As so many of us had hoped, the warmth of the winter paid fishy dividends this weekend when the striped bass season officially opened and some lucky anglers got to toss fresh fish on ice.
Some slightly less lucky anglers had held big, fat stripers in their hands 24 hours earlier but had to toss them back to the sea and hope they would bite again the next day. I guess we’re all lucky any year that we can even feel there is a reason to get out of bed to throw a cast on April 15.
Water temperatures are a solid six to eight degrees warmer than they were at this time last year and the bursting of life in local waters has to be at least two or three weeks ahead of normal. There were fish to be had on Sunday for those who poked around a bit. With the ocean muddied up early in the week, most of the stripers caught on opening day came from the bays or north-facing shores.
What would a warm spring be without an oddball catch? This year’s comes from the Shinnecock Canal where an angler hoping to pick up a striper or weakfish instead found himself tussling with what looked like a salmon. According to the guys at East End Bait & Tackle, it was an Atlantic salmon about eight pounds. It’s not unheard of that a salmon would wander into our waters, but he was definitely lost.

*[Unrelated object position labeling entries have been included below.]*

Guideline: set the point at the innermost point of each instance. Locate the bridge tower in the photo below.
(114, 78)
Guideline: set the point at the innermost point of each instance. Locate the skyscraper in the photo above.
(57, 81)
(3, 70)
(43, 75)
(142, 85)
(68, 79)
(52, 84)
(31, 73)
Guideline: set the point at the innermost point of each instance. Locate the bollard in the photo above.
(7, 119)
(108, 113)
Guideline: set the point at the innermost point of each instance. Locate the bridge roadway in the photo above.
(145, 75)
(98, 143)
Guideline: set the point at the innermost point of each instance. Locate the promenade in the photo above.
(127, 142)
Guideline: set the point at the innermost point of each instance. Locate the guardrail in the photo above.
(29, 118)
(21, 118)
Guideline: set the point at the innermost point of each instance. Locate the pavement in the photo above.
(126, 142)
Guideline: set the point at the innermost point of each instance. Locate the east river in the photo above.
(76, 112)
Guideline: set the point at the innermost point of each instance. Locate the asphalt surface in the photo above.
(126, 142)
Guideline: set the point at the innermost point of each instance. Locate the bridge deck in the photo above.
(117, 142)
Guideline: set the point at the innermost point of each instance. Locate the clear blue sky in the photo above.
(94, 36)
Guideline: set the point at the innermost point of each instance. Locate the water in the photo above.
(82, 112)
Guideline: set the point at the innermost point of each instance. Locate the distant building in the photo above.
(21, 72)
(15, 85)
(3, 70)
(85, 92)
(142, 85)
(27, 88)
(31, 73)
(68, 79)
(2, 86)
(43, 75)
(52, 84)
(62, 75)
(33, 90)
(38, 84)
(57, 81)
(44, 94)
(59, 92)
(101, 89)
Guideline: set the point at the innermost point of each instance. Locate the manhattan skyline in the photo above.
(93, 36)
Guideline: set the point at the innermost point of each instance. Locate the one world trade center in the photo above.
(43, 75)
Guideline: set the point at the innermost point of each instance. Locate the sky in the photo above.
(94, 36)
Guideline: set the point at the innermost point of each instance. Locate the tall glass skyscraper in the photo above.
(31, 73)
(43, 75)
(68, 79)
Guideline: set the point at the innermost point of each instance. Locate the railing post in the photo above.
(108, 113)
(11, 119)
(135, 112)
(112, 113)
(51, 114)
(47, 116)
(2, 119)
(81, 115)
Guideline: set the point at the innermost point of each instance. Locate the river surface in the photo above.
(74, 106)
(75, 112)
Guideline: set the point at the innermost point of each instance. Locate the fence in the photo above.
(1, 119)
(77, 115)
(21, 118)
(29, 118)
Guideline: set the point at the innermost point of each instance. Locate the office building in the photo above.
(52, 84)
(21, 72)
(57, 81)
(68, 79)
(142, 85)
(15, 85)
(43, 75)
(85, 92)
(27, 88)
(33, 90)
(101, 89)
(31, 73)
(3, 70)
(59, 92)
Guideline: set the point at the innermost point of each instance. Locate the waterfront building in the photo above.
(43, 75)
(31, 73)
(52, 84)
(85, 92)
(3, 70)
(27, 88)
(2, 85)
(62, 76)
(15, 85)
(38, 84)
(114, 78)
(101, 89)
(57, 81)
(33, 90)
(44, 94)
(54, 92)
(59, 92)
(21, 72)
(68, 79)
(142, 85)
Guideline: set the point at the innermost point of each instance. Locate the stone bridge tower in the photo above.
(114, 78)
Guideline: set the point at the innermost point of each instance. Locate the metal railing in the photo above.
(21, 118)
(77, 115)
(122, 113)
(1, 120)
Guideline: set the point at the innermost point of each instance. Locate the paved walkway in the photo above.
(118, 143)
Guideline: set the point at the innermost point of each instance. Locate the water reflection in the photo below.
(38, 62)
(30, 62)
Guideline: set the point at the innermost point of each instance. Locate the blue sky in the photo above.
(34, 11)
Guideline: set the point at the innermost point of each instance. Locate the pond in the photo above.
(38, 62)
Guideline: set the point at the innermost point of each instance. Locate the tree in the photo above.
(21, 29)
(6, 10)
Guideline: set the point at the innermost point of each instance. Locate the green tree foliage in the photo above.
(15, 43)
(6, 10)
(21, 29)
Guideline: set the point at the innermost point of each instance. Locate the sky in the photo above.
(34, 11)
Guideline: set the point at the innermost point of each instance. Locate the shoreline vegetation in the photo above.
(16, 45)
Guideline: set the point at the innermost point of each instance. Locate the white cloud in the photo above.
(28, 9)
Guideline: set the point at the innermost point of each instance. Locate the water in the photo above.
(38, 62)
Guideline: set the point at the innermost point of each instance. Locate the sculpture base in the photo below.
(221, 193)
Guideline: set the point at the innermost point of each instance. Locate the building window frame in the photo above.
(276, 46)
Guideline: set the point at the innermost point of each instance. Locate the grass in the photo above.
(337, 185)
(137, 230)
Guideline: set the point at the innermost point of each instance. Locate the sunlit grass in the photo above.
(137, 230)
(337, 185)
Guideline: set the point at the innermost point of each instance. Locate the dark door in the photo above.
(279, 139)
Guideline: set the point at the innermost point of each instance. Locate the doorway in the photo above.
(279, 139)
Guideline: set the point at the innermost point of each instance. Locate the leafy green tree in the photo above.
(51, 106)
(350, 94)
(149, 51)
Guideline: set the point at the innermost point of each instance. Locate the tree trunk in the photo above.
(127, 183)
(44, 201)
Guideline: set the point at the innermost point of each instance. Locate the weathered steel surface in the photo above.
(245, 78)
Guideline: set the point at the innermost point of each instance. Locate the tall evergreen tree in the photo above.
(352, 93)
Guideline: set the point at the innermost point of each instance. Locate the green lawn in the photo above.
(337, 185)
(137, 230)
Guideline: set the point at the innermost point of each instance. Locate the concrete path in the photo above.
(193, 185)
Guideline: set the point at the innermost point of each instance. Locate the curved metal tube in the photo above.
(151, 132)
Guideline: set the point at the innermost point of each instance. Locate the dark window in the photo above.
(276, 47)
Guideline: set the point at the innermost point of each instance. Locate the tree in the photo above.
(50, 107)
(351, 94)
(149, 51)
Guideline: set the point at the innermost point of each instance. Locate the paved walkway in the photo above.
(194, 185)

When the wind switches back to the north mid-week the ocean surf should start to produce a few fish again. There are alewives still trying to get into the cuts at Georgica and Sagg Pond.
The samplings from commercial nets are showing that all the players are in the mix now. Striped bass, weakfish, fluke, porgies, bunker, squid and even (Beetlejuice, Beetlejuice, Beetlejuice) a few bluefish. It seems the general warmer-than-average weather is going to continue for at least the next few weeks so there’s no reason to think that things won’t just proceed to improve as though it were early to mid May. The party boats off the New York Bite are already hammering big stripers in huge schools, whether that means they’ve already been up the river to spawn and come back down or they’re still on their way north will probably dictate how good it gets how quickly.
Don’t forget, the East End Sportsmen’s Alliance outdoor sporting expo is this weekend in Amagansett. Please come down to the Amagansett Fire Station some time on Saturday between 10 a.m. and 3 p.m. and have a look around, there’s a great lineup of participants.
Catch ‘em up. See you out there.
Youth Turkey Hunting
Young hunters and unarmed adult companions may hunt for wild turkey in Suffolk County this weekend. Hunting is open to hunters between the ages of 12 and 15 who hold a junior hunting license and turkey permit and are accompanied by an adult also possessing a valid turkey permit and license. Hunters may take one male bird per day with either a shotgun or bow and arrow.
Hunting hours are from one half hour before sunrise until noon, both days.